The Simulmatics Corporation that was set up in 1959 sought to mine data like never before, using what today appears to be hopelessly antiquated equipment. It tried not only to target voters to influence their political preferences but also manipulate consumer preferences for products and services. The firm attempted, often unsuccessfully, to use its “People Machine” to destabilize politics, shape campaigns and influence outcomes of two presidential elections (of Dwight Eisenhower and John Kennedy). In the process, the corporate entity became closely associated with the influential The New York Times from the world of news and a series of advertising agencies based out of Madison Avenue.
The last one-third of Lepore’s book is the most devastating as she outlines with a considerable volume of facts and an array of opinions how this company attempted to use methods of psychological warfare. The author scrutinizes how the worst aspects of the social sciences developed in the cloistered confines of American academia (including the Massachusetts Institute of Technology) and deployed by the Pentagon were used to supplement and complement the horrific crimes inflicted by the administration of President Lyndon Johnson and Defence Secretary Robert McNamara on the people of Vietnam. And how the early users of data would contemplate using their technological tools to counter anti-US, pro-Communist insurgencies in different parts of the world, from Saigon to Calcutta — eerily reminiscent of what the abusers of Facebook and WhatsApp are now doing to fuel hatred and support right-wing regimes as far apart as Myanmar and Brazil (and, most recently, that of the former US president, Donald Trump) even as the likes of Mark Zuckerberg look the other way.
The author is clear that “[p]redestination can be a dangerous gospel” for computers to predict people’s predilections even as machines have changed for the better numerous aspects of our lives.

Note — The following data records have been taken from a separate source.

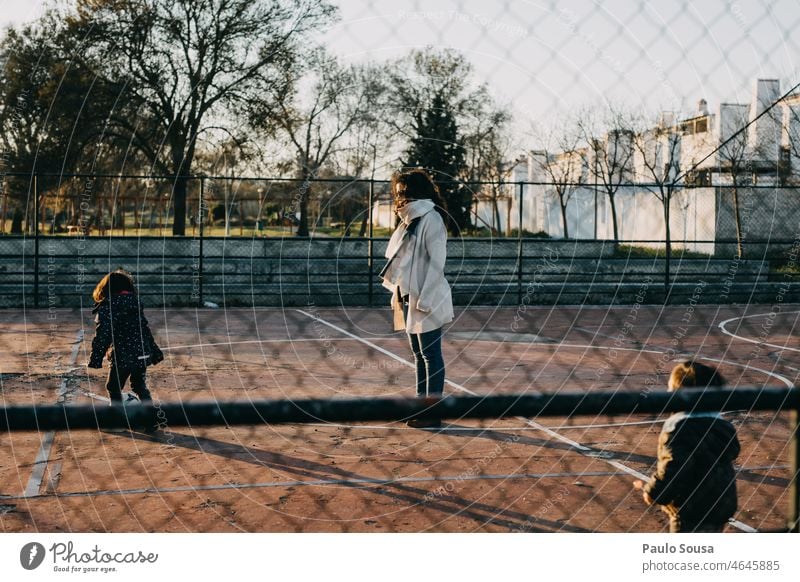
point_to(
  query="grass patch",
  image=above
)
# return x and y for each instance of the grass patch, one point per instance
(636, 252)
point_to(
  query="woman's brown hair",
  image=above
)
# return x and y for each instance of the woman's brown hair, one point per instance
(113, 283)
(694, 375)
(416, 184)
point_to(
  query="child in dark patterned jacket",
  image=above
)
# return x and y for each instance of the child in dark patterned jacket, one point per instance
(120, 322)
(695, 480)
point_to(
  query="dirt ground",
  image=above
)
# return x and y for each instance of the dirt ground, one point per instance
(546, 474)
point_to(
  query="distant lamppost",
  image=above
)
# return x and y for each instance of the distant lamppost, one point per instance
(259, 225)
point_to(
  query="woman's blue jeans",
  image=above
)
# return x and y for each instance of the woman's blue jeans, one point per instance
(427, 348)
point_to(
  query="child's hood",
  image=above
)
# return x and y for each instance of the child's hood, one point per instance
(120, 304)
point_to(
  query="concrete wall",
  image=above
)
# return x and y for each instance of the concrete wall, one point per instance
(298, 272)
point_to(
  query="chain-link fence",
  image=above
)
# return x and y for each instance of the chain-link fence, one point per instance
(241, 246)
(623, 192)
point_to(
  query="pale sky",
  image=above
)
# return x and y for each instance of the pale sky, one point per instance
(545, 57)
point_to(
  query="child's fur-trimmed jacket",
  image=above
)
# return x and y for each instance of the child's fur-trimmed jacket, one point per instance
(120, 322)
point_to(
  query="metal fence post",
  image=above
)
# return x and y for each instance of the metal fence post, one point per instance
(36, 240)
(370, 249)
(519, 244)
(201, 221)
(793, 517)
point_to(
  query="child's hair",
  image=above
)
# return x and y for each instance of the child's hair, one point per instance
(113, 283)
(416, 184)
(694, 375)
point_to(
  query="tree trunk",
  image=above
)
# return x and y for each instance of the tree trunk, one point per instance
(613, 206)
(179, 205)
(496, 218)
(668, 246)
(738, 220)
(302, 227)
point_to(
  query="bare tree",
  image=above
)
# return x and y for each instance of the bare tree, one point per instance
(610, 155)
(489, 147)
(316, 122)
(564, 163)
(189, 65)
(657, 160)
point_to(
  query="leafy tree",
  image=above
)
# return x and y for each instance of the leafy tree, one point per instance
(438, 147)
(433, 101)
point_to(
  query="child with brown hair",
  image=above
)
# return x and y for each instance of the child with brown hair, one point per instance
(121, 323)
(694, 481)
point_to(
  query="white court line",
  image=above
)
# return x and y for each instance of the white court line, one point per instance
(40, 464)
(584, 450)
(274, 341)
(750, 340)
(326, 482)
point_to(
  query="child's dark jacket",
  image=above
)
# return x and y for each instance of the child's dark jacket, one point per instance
(120, 322)
(695, 476)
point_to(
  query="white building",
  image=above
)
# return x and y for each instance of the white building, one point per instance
(699, 150)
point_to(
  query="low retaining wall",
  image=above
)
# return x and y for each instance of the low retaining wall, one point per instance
(297, 272)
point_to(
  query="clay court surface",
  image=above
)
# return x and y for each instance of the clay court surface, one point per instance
(541, 474)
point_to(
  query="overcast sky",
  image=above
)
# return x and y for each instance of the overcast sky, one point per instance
(542, 57)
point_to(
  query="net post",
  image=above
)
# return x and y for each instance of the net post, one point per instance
(36, 240)
(519, 245)
(201, 221)
(370, 249)
(793, 517)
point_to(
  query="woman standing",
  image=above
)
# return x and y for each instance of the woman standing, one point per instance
(421, 297)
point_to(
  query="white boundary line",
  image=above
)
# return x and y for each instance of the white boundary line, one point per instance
(326, 482)
(345, 482)
(750, 340)
(43, 455)
(585, 451)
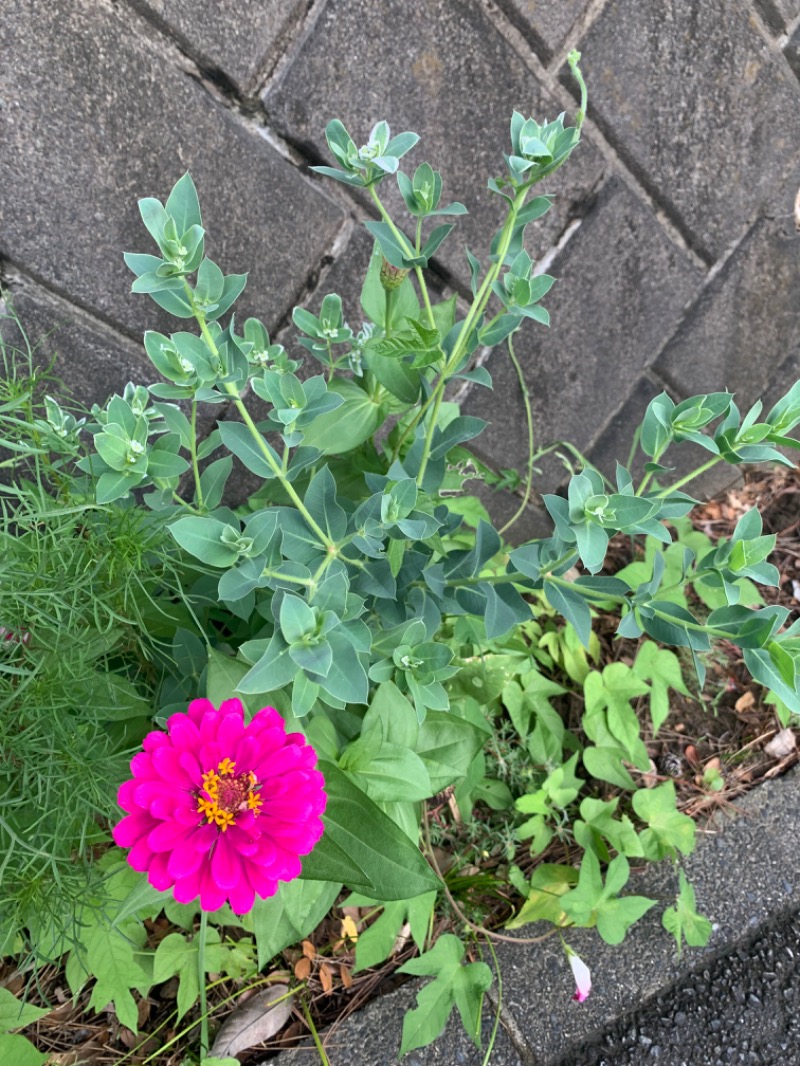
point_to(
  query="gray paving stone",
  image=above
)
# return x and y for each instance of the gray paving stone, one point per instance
(745, 875)
(746, 321)
(456, 85)
(666, 100)
(235, 36)
(792, 51)
(622, 288)
(778, 14)
(92, 359)
(96, 117)
(547, 26)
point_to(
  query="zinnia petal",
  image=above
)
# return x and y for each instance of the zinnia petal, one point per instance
(222, 810)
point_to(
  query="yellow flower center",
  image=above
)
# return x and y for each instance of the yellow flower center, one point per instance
(224, 793)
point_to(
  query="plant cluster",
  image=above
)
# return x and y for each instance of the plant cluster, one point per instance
(352, 593)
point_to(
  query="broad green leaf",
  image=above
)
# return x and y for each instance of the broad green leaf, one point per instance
(291, 914)
(447, 745)
(668, 828)
(184, 205)
(573, 607)
(202, 537)
(393, 773)
(662, 669)
(340, 431)
(547, 885)
(454, 985)
(394, 868)
(377, 942)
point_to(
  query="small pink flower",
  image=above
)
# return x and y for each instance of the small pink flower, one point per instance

She categorically states that the profit-motivated collection and the use of data about human behaviour, unregulated by any government authority, have wreaked havoc on societies across the world, especially in the spheres that Simulmatics engaged: politics, advertising, journalism, counter-insurgency and race relations. This process has been marked frighteningly by a “near abandonment of humanistic knowledge.”
Towards the conclusion of her book, Lepore, a Harvard University professor, passionately states: “Simulmatics failed, but not before its scientists built a very early version of the machine in which humanity would in the early twenty-first century find itself trapped, a machine that applies the science of psychological warfare to the affairs of ordinary life, a machine that manipulates opinion, exploits attention, commodifies information, divides voters, fractures communities, alienates individuals, and undermines democracy.”
Despite the detailed delving into the world from an American perspective, what makes the book highly readable is Lepore’s consummate skills in merging the personal and the political, the past and the present, and the anecdotal and the analytical. In portraying the “lost pioneers” of the digital past where the world wide web was just an idea out of a science-fiction novel, the author seeks to delve deep into the roots of how the future was invented “by building the machine in which the world now finds itself trapped and tormented, algorithm by algorithm”.
Many of today’s youth may be indifferent to the past that this reviewer witnessed, as one watched the documentary film on the 1969 Woodstock festival in the dilapidated New Empire Cinema off Calcutta’s Chowringhee Road, but Lepore’s volume brought back stark memories of an unforgettable past that has shaped, and continues to shape, our often frightening future.